The temblor struck shortly after 8 a.m. local time, causing severe damage to roads, bursting water mains and setting fires across the prefecture.
The Japanese news agency reported government officials confirmed at least two people died under toppling walls. One was a 9-year-old girl who was crushed by a concrete wall at a local elementary school and the other was an elderly man in his 80s, according to the AP. An 84-year-old man living in Ibaraki was killed by a falling bookshelf.
Another 14 cases of people trapped in elevators were reported, NHK said, adding that dozens of residents fled to local evacuation centers.
Shaking was felt well beyond the epicenter in Osaka, one of the largest metropolises. Kyoto, Shiga and Nara were also rattled by the morning quake.
No tsunami warnings have been issued.
Prime Minister Shinzo Abe said the government was assessing damage and that its top priority was the safety of residents, NHK said.
Abe has instructed agency leaders to “swiftly collect information on damage, make utmost efforts in rescuing and saving lives” and urged them to keep the public informed, according Channel News Asia.
All 15 nuclear reactors in the neighboring prefecture of Fukui were unaffected by the earthquake.
Thousands of morning commuters traveling during rush hour were affected.
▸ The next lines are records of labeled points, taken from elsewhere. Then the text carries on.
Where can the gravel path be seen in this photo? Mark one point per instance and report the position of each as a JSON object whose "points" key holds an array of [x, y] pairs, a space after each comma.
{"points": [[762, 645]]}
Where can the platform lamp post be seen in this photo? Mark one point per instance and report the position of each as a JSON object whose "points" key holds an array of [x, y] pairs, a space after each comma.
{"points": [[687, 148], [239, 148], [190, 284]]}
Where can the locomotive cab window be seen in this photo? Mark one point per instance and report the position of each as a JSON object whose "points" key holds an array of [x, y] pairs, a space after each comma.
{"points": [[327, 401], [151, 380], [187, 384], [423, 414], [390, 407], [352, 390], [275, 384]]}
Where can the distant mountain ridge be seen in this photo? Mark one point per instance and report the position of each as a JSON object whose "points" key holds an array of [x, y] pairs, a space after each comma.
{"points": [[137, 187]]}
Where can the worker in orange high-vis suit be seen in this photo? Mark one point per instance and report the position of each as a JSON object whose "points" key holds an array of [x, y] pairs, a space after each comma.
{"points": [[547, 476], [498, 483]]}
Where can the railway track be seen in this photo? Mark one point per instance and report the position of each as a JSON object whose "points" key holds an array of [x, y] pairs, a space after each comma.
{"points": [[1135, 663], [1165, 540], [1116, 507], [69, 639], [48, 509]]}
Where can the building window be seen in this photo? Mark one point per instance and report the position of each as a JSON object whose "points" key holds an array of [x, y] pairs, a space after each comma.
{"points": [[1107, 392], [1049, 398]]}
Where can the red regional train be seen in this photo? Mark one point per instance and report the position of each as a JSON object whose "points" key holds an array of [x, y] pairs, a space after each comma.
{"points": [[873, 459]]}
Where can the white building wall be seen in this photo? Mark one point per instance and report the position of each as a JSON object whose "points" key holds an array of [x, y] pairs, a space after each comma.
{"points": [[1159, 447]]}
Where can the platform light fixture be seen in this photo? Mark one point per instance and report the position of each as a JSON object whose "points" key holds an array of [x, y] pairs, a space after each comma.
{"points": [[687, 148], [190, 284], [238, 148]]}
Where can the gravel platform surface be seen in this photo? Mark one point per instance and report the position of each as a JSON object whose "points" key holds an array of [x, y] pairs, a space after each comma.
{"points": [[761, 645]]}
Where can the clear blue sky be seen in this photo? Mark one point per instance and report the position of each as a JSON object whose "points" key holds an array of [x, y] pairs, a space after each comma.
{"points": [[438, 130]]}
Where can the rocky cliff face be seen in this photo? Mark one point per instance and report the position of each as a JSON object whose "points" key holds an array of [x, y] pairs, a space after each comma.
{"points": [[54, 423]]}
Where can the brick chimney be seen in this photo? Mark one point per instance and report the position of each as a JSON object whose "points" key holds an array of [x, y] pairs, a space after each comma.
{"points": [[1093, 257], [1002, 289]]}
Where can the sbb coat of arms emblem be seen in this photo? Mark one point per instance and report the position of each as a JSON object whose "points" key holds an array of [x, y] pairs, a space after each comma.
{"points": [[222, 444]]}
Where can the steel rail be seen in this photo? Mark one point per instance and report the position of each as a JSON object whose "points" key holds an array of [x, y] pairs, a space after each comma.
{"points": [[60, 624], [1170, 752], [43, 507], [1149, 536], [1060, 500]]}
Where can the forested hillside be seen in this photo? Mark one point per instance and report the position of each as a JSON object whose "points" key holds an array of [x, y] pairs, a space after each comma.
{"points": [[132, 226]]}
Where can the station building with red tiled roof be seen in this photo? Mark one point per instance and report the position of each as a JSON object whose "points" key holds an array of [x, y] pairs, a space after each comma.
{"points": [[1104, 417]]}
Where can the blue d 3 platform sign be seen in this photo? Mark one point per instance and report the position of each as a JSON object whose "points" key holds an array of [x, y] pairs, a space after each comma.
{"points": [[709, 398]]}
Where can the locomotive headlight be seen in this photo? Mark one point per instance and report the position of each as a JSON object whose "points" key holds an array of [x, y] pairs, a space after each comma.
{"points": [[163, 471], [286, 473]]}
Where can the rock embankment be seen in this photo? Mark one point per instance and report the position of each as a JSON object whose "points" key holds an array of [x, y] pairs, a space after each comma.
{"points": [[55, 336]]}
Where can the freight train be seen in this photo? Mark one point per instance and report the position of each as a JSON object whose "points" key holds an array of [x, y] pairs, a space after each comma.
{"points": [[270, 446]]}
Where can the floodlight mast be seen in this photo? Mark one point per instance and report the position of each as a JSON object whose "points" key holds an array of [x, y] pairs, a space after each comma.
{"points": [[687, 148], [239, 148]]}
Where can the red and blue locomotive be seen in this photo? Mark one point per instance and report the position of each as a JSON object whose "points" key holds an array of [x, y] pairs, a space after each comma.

Most subways and trains, including the bullet train, were brought to a standstill while lines were checked for damage.
The shaking also caused ruptures in paved roads, creating large sinkholes that were flooded by water.
In the hours following, more than 170,000 homes remained without power in Osaka, while nearly 700 Hyogo households were left in the dark, Kansai Electric Power Company told NHK.
Zachary Reeves, a duty seismologist at the U.S. Geological Survey, said magnitude 5 earthquakes occur frequently throughout Japan because the country is located over the western boundary of the Pacific Plate, “where one tectonic plate is being forced under another.”
“That’s what makes seismic activity much more common under these regions,” he told NPR.
Toshiyuki Matsumori, who monitors quakes for the Japanese meteorological agency, told Channel News Asia, “There are fears that the risk of house collapses and landslides has increased in the areas shaken strongly.”
“Please make sure that you are fully on alert about seismic activities and information on rainfall, and stay clear of dangerous places,” he cautioned residents.